The company emerged from stealth five months ago in October 2025 and immediately achieved eight-figure revenues. Its customer base has since tripled, now serving top frontier AI labs and major cloud providers running proprietary models.
How It Works
Gimlet's proprietary software stack automatically maps AI workloads—including multi-step agents—across heterogeneous hardware. The system intelligently slices models to use the optimal chip for each portion: compute-bound inference runs on GPUs while memory-bound decode operations run on high-memory systems.
The startup supports NVIDIA and AMD GPUs, Intel and ARM CPUs, Cerebras accelerators, and d-Matrix SRAM-centric silicon. The company is also building custom datacenters to interconnect these diverse accelerators over high-speed networks, addressing the thermal and connectivity challenges that come with mixing different chip architectures.
The result: 3-10x faster inference for the same cost and power, including on frontier models with over 1 trillion parameters and large context windows.
Why This Matters
The AI industry is facing an inference bottleneck. As models grow larger and agentic workloads become more common, the demand for compute is outstripping what single-vendor hardware can efficiently deliver. Gimlet Labs is attempting to solve this by treating diverse silicon not as a problem to be avoided, but as a feature to be exploited.

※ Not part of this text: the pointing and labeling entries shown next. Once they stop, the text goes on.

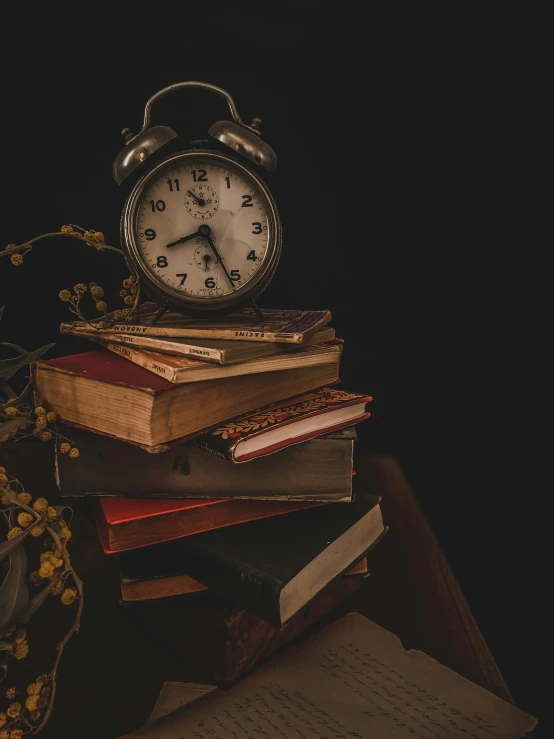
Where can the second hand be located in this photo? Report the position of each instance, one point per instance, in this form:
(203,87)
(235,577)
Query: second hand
(205,232)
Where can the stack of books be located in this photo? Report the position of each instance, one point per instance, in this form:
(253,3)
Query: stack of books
(219,454)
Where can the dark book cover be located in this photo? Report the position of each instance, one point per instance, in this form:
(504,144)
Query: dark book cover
(320,470)
(105,393)
(273,567)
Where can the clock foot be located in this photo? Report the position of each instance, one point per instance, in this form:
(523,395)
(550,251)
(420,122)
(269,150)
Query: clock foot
(257,311)
(162,311)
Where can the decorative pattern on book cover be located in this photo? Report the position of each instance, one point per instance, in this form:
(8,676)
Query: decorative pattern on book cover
(224,440)
(288,326)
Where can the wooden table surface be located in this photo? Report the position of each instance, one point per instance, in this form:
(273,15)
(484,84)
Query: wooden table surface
(111,673)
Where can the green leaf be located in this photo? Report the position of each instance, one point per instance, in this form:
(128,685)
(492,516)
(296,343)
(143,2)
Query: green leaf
(8,367)
(14,593)
(8,546)
(14,423)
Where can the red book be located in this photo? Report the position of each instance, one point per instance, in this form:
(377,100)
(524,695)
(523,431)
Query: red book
(288,422)
(131,523)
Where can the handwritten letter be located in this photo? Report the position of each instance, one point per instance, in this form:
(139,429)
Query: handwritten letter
(353,679)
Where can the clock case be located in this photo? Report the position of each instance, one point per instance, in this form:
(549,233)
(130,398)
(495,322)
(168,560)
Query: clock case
(154,149)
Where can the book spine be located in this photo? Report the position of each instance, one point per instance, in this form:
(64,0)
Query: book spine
(156,344)
(320,471)
(241,583)
(138,357)
(225,453)
(190,333)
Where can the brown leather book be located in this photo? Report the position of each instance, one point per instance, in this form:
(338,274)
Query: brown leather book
(131,523)
(135,590)
(104,392)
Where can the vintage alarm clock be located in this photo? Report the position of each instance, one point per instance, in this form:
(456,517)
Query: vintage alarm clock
(199,226)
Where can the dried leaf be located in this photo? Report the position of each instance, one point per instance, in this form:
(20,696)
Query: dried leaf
(8,367)
(13,399)
(35,603)
(14,593)
(8,546)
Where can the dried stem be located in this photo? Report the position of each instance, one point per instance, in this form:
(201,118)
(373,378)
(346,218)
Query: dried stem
(72,630)
(28,244)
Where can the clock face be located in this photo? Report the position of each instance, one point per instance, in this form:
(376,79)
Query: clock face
(204,228)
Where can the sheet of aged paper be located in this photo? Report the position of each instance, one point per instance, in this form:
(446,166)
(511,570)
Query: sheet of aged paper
(174,695)
(353,679)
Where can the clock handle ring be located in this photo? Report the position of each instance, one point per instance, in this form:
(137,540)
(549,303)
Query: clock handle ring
(198,86)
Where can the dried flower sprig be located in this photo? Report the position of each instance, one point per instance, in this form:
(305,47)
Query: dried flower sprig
(58,578)
(16,252)
(130,294)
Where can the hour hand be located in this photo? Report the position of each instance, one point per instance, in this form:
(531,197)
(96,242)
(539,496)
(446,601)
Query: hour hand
(182,240)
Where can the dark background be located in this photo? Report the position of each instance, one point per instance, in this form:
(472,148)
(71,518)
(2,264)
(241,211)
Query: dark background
(392,147)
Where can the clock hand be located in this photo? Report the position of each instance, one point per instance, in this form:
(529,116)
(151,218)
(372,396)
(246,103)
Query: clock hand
(185,238)
(200,201)
(205,232)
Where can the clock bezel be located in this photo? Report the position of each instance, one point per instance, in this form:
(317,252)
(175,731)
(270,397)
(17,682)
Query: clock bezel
(164,293)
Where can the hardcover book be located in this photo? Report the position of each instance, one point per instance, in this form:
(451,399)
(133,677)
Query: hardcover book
(287,326)
(274,566)
(351,679)
(319,470)
(220,351)
(104,392)
(280,425)
(130,523)
(185,369)
(142,585)
(222,639)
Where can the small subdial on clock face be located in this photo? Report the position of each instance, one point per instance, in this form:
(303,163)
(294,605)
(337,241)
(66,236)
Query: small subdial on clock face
(204,258)
(201,201)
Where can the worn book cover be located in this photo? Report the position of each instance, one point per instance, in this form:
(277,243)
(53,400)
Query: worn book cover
(131,523)
(186,369)
(318,470)
(274,566)
(287,326)
(280,425)
(147,584)
(104,392)
(219,351)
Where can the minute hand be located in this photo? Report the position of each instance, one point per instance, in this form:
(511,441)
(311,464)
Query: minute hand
(182,241)
(205,232)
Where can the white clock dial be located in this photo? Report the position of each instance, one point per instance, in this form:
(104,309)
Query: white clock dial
(202,227)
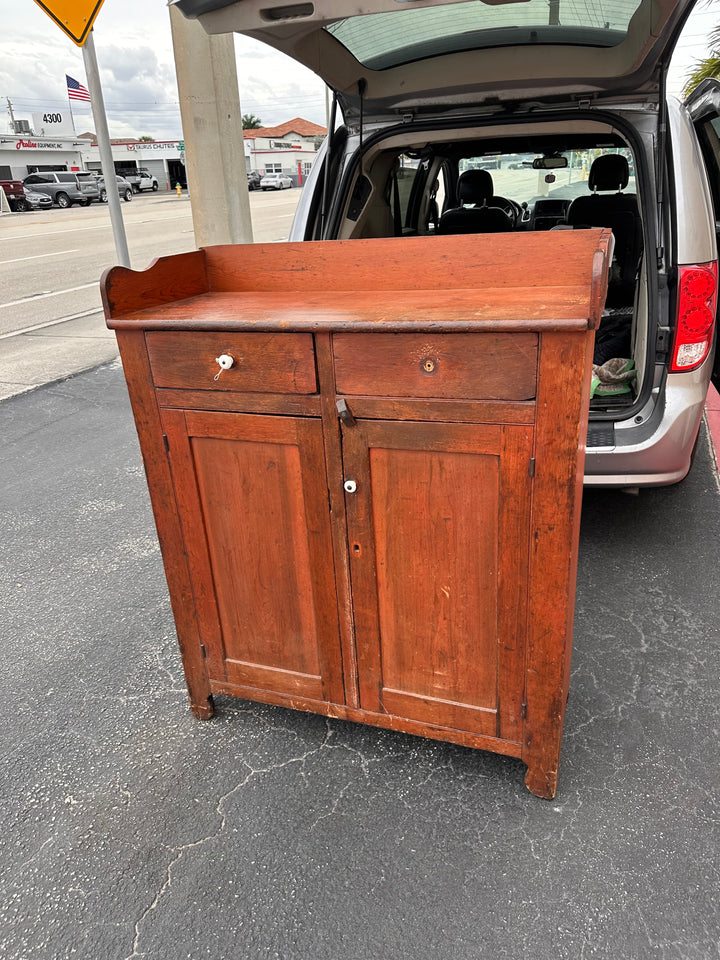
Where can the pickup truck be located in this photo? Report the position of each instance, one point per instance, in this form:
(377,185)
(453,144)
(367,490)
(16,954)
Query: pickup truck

"Frontier AI labs and hyperscalers are demanding faster, more efficient inference on agentic workloads," said Menlo Ventures in their investment thesis. "Gimlet is positioned to become the foundational infrastructure for the next generation of AI computing."
The startup was founded by Zain Asgar (CEO, Stanford adjunct), Michelle Nguyen, Omid Azizi, and Natalie Serrino. The funding will be used to expand the team and build out infrastructure to meet surging demand.